Hooks
Hooks execute external shell commands at pipeline lifecycle events. They enable integration with external systems for tasks such as sending notifications, running pre-flight checks, or cleaning up resources.
Schema
hooks:
preExecution:
- name: <string>
command: <string>
postExecution:
- name: <string>
command: <string>
Fields
| Field | Type | Required | Default | Description |
|---|---|---|---|---|
name | string | Yes | — | Hook identifier (used in log messages) |
command | string | Yes | — | Shell command to execute |
Execution Rules
Pre-Execution Hooks
- Run sequentially in the order they are declared.
- Execute before any pipeline asset is processed.
- If any pre-execution hook exits with a non-zero code, the pipeline does not start. The implementation raises
E-HOOK-001. - This is a fail-fast model: if the first hook fails, subsequent pre-execution hooks are not run.
Post-Execution Hooks
- Run sequentially in the order they are declared.
- Execute after the pipeline completes, regardless of whether the pipeline succeeded or failed.
- If a post-execution hook fails, the implementation logs the failure but does not change the pipeline's overall status. A successful pipeline remains successful; a failed pipeline remains failed.
Execution Environment
Working Directory
Hooks execute with the working directory set to the directory containing the Teckel YAML file.
Environment Variables
Hooks inherit the runtime's environment, plus these additional variables:
| Variable | Available To | Value |
|---|---|---|
TECKEL_PIPELINE_STATUS | Post-execution hooks | "SUCCESS" or "FAILURE" |
TECKEL_PIPELINE_FILE | All hooks | Absolute path to the Teckel YAML file |
Pre-execution hooks do not have TECKEL_PIPELINE_STATUS because the pipeline has not run yet.
Examples
Basic Pre/Post Hooks
version: "2.0"
hooks:
preExecution:
- name: check-connectivity
command: "ping -c 1 database.example.com"
- name: validate-inputs
command: "test -d data/input && echo 'Input directory exists'"
postExecution:
- name: notify-success
command: |
if [ "$TECKEL_PIPELINE_STATUS" = "SUCCESS" ]; then
curl -X POST https://hooks.slack.com/services/T00/B00/xxx \
-d '{"text":"Pipeline completed successfully"}'
fi
- name: cleanup-temp
command: "rm -rf /tmp/pipeline-temp/*"
input:
- name: data
format: parquet
path: "data/input/"
output:
- name: data
format: parquet
mode: overwrite
path: "data/output/"
Pre-Flight Database Check
hooks:
preExecution:
- name: check-db
command: "pg_isready -h ${DB_HOST:localhost} -p 5432"
- name: check-disk-space
command: |
available=$(df --output=avail /data | tail -1)
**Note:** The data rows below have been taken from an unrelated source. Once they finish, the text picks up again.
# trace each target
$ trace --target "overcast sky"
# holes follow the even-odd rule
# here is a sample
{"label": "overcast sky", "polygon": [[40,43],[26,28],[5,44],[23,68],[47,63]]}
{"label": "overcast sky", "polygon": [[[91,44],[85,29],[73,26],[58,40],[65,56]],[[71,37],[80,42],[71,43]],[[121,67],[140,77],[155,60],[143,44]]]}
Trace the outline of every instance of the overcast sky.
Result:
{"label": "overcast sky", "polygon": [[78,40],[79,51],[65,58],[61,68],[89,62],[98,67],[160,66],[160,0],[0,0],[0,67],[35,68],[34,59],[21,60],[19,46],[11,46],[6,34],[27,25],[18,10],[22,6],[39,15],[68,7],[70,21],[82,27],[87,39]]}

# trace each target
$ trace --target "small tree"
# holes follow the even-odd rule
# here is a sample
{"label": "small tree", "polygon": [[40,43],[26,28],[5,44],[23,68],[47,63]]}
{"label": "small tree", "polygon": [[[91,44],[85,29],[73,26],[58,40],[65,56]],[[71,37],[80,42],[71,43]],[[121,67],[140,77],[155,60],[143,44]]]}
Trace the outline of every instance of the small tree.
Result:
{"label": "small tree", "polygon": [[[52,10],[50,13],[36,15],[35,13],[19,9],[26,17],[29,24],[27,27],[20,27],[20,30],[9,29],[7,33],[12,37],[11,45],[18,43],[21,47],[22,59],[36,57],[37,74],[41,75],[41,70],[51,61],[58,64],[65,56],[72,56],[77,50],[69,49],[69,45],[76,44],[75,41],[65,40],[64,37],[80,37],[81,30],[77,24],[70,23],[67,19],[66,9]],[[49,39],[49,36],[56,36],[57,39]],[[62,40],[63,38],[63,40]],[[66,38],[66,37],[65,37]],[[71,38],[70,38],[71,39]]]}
if [ "$available" -lt 1048576 ]; then
echo "Less than 1GB disk space available"
exit 1
fi
If check-db fails (returns non-zero), the check-disk-space hook is skipped and the pipeline does not start.
Post-Execution Logging
hooks:
postExecution:
- name: log-result
command: |
echo "$(date -u +%Y-%m-%dT%H:%M:%SZ) \
pipeline=$TECKEL_PIPELINE_FILE \
status=$TECKEL_PIPELINE_STATUS" >> /var/log/teckel/runs.log
- name: archive-yaml
command: |
cp "$TECKEL_PIPELINE_FILE" \
"/archive/$(date +%Y%m%d)-$(basename $TECKEL_PIPELINE_FILE)"
Using Variables in Hook Commands
Hook commands can reference environment variables (both standard OS variables and those set by the runtime). However, Teckel ${...} variable substitution is applied to the raw YAML before parsing, so Teckel variables are also expanded in hook commands:
hooks:
postExecution:
- name: upload-results
command: "aws s3 sync ${OUTPUT_PATH} s3://archive/${RUN_DATE}/"
Security Considerations
Hook commands execute shell commands on the host system. Be aware of the following:
- The
commandfield should not be constructed from untrusted user-provided variable substitutions without proper escaping. This could enable shell command injection. - Implementations should execute hooks via
sh -c(or equivalent) with the command as a single string argument. - Consider restricting which hooks are allowed in shared or multi-tenant environments.